Authored by craig.topper on Nov 14 2016, 11:03 PM.

Details

Summary

These intrinsics have been unused for clang for a while. This patch removes them. We auto upgrade them to extractelements, a scalar operation and then an insertelement. This matches the sequence used by clangs intrinsic file.

Diff Detail

Repository
rL LLVM

Event Timeline

craig.topper retitled this revision from to [X86] Remove the scalar intrinsics for fadd/fsub/fdiv/fmul.
craig.topper updated this object.
craig.topper added reviewers: zvi, RKSimon, delena.
craig.topper added a subscriber: llvm-commits.
delena added inline comments.Nov 14 2016, 11:09 PM
lib/Target/X86/X86InstrSSE.td
3088 ↗(On Diff #77948)

why do you need to call basic_sse12_fp_binop_s_int for ADD if you don't have any intrinsic?

Cause I'm dumb. That's way simpler to just remove it. Guess I was thinking there was more inheritance there than there is.

Wait. Nevermind. We need the instrinsic instructions to still exist because they are referenced by scalar_math_f32_patterns and scalar_math_f64_patterns. The _Int instrucctions are still used for the actual lowering of the patterns used by the upgrade and by the clang intrinsics

zvi added inline comments.Nov 14 2016, 11:44 PM
test/CodeGen/X86/vec_ss_load_fold.ll
41 ↗(On Diff #77948)

This redundant blend should be documented in Bugzilla. It would be best to fix this before committing this patch.

craig.topper added inline comments.Nov 15 2016, 12:03 AM
test/CodeGen/X86/vec_ss_load_fold.ll
41 ↗(On Diff #77948)

That blend exists because there is a vzmovl created from the inserts of 0s that pushed up to here and was then blocked by the min/max nodes. I can't pattern match it out.

We need some sort of demanded elements filtering that figures out vcvttss2si doesn't want the upper bits and that the min/max pass the bits straight through and thus don't want the bits either. And push that all the way back to remove the original insert elements. Or something like that.

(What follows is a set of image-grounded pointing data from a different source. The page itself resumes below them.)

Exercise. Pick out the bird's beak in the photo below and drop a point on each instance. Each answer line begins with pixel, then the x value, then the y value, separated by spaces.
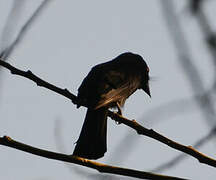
pixel 147 89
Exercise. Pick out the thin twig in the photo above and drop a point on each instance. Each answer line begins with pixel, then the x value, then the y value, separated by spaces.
pixel 103 168
pixel 133 124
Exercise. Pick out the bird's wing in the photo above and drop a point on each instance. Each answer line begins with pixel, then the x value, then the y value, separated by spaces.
pixel 119 86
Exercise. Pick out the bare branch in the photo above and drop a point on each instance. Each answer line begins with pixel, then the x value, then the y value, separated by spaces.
pixel 133 124
pixel 103 168
pixel 205 102
pixel 6 53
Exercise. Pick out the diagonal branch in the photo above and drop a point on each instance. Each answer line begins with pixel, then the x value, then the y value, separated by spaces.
pixel 131 123
pixel 103 168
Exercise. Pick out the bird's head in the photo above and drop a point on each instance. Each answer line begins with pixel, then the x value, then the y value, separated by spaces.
pixel 145 81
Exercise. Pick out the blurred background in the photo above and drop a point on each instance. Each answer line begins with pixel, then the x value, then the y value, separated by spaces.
pixel 61 40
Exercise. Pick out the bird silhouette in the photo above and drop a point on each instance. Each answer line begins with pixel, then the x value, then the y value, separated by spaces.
pixel 107 85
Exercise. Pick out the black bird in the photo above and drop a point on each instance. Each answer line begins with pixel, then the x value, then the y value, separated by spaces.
pixel 107 85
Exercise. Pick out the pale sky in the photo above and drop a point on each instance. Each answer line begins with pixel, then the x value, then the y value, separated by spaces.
pixel 62 45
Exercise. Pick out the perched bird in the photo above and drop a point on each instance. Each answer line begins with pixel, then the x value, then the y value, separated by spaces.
pixel 107 85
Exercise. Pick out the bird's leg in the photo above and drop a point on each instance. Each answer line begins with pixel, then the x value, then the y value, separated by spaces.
pixel 119 108
pixel 119 111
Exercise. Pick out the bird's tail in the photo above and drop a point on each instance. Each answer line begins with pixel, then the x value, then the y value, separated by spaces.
pixel 92 140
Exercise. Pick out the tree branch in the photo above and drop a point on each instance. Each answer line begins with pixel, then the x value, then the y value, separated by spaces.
pixel 103 168
pixel 131 123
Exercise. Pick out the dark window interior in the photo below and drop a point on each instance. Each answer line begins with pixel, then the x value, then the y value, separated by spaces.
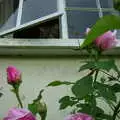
pixel 49 29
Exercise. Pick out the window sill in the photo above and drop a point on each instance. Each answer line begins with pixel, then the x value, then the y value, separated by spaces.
pixel 44 47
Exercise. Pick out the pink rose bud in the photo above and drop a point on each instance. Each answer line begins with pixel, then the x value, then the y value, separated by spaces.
pixel 105 41
pixel 13 75
pixel 79 116
pixel 19 114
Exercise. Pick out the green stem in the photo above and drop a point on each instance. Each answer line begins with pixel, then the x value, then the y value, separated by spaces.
pixel 116 111
pixel 17 95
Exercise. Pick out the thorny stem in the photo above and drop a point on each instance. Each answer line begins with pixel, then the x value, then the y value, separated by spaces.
pixel 116 111
pixel 110 75
pixel 17 95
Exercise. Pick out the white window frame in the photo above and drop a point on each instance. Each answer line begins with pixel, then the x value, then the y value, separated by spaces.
pixel 60 12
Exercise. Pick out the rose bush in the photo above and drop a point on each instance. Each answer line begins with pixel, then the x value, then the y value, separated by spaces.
pixel 19 114
pixel 13 75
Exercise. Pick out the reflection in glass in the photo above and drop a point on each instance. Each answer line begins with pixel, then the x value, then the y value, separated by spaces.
pixel 34 9
pixel 81 3
pixel 8 14
pixel 78 21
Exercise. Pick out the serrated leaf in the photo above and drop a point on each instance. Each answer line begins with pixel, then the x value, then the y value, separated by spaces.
pixel 116 87
pixel 58 83
pixel 109 22
pixel 82 87
pixel 106 65
pixel 65 102
pixel 105 91
pixel 88 65
pixel 98 112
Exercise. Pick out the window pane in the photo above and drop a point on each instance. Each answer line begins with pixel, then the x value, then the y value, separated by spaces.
pixel 34 9
pixel 78 21
pixel 49 29
pixel 81 3
pixel 8 14
pixel 115 13
pixel 106 3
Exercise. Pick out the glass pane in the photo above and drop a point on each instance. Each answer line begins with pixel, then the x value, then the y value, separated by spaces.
pixel 106 3
pixel 8 14
pixel 81 3
pixel 78 21
pixel 49 29
pixel 34 9
pixel 115 13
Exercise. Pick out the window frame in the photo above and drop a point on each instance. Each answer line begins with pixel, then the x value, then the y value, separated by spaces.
pixel 59 13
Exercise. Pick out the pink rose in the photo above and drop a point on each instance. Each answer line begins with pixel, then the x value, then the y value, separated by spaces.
pixel 79 116
pixel 19 114
pixel 106 40
pixel 13 75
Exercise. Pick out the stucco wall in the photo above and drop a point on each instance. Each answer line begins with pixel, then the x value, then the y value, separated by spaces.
pixel 36 74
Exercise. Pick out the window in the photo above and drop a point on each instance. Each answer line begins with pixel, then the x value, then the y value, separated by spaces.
pixel 17 15
pixel 63 18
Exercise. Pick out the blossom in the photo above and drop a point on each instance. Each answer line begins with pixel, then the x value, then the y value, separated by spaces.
pixel 105 41
pixel 79 116
pixel 13 75
pixel 19 114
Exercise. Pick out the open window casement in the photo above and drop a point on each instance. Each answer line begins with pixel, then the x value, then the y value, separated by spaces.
pixel 19 14
pixel 73 16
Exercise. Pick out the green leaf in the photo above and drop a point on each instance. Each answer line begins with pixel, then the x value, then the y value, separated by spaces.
pixel 33 108
pixel 98 112
pixel 116 87
pixel 105 91
pixel 109 22
pixel 1 94
pixel 88 65
pixel 82 87
pixel 106 65
pixel 65 102
pixel 58 83
pixel 116 4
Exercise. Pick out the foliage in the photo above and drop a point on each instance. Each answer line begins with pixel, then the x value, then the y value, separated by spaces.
pixel 99 82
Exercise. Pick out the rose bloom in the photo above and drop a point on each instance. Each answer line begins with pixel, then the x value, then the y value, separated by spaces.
pixel 19 114
pixel 13 75
pixel 105 41
pixel 79 116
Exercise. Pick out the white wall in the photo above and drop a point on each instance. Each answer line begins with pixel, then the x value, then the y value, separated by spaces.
pixel 36 74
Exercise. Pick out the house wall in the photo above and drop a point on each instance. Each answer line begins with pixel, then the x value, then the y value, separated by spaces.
pixel 37 72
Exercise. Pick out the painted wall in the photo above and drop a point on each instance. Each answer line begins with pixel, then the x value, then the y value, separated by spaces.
pixel 36 74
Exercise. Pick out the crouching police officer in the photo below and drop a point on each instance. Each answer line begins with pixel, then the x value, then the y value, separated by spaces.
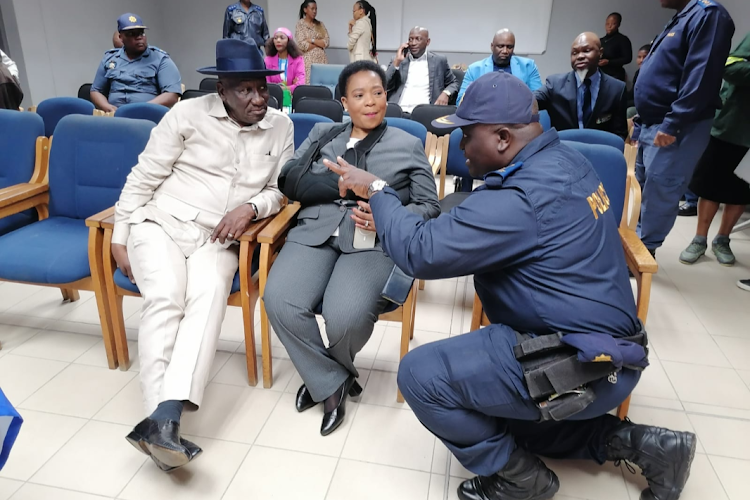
pixel 565 346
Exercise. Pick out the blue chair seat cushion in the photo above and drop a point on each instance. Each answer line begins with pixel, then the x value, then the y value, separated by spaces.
pixel 52 251
pixel 125 284
pixel 13 222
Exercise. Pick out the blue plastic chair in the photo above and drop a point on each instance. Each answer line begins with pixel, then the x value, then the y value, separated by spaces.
pixel 544 120
pixel 326 75
pixel 303 124
pixel 414 128
pixel 88 165
pixel 23 159
pixel 142 111
pixel 54 109
pixel 591 136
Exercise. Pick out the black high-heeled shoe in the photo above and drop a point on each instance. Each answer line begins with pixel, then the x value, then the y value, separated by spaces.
pixel 334 418
pixel 304 400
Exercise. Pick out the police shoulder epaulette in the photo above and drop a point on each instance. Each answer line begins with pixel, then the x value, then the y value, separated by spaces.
pixel 706 3
pixel 495 179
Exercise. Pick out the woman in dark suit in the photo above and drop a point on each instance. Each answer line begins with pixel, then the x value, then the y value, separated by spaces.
pixel 332 260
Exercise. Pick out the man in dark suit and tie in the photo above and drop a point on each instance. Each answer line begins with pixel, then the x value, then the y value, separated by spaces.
pixel 585 97
pixel 416 76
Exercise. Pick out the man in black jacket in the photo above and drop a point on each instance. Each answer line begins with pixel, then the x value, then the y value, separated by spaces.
pixel 617 49
pixel 416 76
pixel 585 97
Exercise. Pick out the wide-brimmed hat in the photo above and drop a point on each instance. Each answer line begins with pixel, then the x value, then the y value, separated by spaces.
pixel 238 58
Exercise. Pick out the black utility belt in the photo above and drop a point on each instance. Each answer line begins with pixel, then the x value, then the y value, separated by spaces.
pixel 556 380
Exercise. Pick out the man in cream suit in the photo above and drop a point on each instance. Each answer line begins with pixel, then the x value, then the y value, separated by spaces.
pixel 209 169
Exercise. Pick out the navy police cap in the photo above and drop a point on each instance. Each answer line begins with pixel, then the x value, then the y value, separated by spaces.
pixel 130 22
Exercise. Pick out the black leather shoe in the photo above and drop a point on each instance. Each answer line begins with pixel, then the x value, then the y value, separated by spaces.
pixel 304 400
pixel 687 211
pixel 664 456
pixel 161 440
pixel 524 477
pixel 333 419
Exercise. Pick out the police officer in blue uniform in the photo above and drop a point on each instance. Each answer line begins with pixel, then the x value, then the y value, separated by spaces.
pixel 244 20
pixel 676 96
pixel 549 269
pixel 136 72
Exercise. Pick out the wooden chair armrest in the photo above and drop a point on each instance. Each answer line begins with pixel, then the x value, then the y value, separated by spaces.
pixel 20 192
pixel 255 228
pixel 636 252
pixel 279 224
pixel 108 223
pixel 97 219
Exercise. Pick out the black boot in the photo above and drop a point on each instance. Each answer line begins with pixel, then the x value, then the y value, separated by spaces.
pixel 664 456
pixel 524 477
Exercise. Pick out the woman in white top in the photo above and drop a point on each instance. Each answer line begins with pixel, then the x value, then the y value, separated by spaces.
pixel 363 33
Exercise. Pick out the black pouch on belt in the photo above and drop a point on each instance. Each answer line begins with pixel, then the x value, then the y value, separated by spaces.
pixel 556 380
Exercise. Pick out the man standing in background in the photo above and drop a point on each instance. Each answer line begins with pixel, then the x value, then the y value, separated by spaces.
pixel 11 94
pixel 676 95
pixel 618 51
pixel 244 20
pixel 416 76
pixel 504 59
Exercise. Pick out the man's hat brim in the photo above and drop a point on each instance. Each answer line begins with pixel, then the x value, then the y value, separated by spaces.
pixel 211 70
pixel 452 121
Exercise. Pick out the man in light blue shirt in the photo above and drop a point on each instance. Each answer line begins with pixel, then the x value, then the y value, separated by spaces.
pixel 504 59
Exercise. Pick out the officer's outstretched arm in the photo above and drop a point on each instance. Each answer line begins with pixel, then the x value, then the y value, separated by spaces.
pixel 489 231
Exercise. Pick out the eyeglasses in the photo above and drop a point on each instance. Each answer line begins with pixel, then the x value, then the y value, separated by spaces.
pixel 133 33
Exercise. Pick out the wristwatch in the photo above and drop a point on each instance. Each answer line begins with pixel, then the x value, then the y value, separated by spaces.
pixel 377 185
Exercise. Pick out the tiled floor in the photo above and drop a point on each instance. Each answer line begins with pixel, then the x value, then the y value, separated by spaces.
pixel 77 412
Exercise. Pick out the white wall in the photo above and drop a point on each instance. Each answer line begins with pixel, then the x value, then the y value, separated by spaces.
pixel 59 44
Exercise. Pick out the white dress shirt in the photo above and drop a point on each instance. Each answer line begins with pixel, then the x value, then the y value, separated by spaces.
pixel 417 85
pixel 198 165
pixel 8 62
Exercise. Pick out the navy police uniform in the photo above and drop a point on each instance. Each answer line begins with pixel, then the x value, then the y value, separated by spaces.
pixel 677 93
pixel 544 260
pixel 124 80
pixel 244 24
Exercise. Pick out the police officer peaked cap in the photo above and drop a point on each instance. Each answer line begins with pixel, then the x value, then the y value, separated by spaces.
pixel 130 22
pixel 238 58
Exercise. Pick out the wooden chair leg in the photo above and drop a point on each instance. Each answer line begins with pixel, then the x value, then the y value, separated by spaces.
pixel 249 297
pixel 265 327
pixel 622 410
pixel 96 241
pixel 477 312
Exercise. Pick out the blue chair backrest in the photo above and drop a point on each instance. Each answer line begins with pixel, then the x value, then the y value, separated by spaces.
pixel 90 158
pixel 456 163
pixel 18 134
pixel 54 109
pixel 326 75
pixel 612 169
pixel 142 111
pixel 544 120
pixel 591 136
pixel 303 124
pixel 414 128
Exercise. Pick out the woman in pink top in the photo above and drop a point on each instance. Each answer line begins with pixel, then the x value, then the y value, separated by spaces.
pixel 283 54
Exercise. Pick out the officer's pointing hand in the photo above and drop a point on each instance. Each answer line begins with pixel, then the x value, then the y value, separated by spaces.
pixel 351 178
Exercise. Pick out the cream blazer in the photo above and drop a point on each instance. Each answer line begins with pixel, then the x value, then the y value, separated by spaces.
pixel 360 41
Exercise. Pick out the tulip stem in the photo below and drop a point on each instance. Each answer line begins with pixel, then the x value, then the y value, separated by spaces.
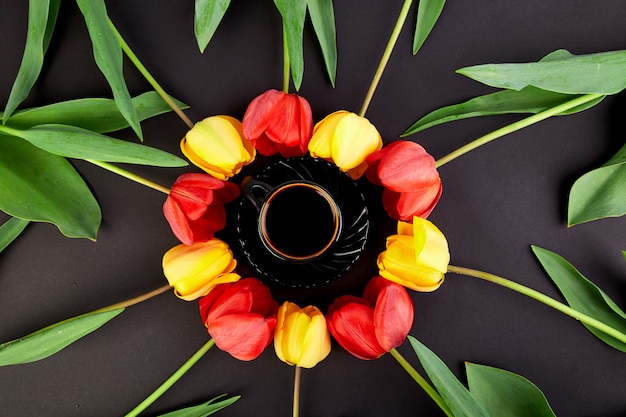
pixel 296 391
pixel 135 300
pixel 536 295
pixel 151 80
pixel 421 381
pixel 171 380
pixel 129 175
pixel 386 54
pixel 553 111
pixel 286 63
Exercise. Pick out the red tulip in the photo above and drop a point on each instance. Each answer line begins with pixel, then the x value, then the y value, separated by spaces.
pixel 277 122
pixel 240 317
pixel 410 177
pixel 195 206
pixel 370 326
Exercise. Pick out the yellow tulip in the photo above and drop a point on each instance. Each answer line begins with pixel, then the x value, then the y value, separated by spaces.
pixel 417 257
pixel 217 145
pixel 345 139
pixel 194 270
pixel 301 337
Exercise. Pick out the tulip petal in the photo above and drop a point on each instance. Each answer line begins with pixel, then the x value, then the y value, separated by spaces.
pixel 235 299
pixel 323 133
pixel 260 113
pixel 178 221
pixel 430 245
pixel 217 145
pixel 316 343
pixel 353 140
pixel 244 335
pixel 399 263
pixel 407 167
pixel 404 206
pixel 352 326
pixel 393 315
pixel 193 270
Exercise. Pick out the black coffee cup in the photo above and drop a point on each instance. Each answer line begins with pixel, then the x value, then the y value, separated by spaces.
pixel 297 220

I'll file a bug, but I don' think it should block a patch that was just trying to remove an intrinsic that clang doesn't use. I could write this same test case in clang without this instrinsic and see the same extra blend.

zvi added inline comments.Nov 15 2016, 12:13 AM
test/CodeGen/X86/vec_ss_load_fold.ll
41 ↗(On Diff #77948)

Thanks

delena accepted this revision.Nov 15 2016, 1:14 AM
delena edited edge metadata.
This revision is now accepted and ready to land.Nov 15 2016, 1:14 AM
RKSimon edited edge metadata.Nov 15 2016, 4:28 AM

combineTargetShuffle has some old canonicalization code for v2f64 BLENDs, supposedly for scalar folding. This could be a good place to start.

This revision was automatically updated to reflect the committed changes.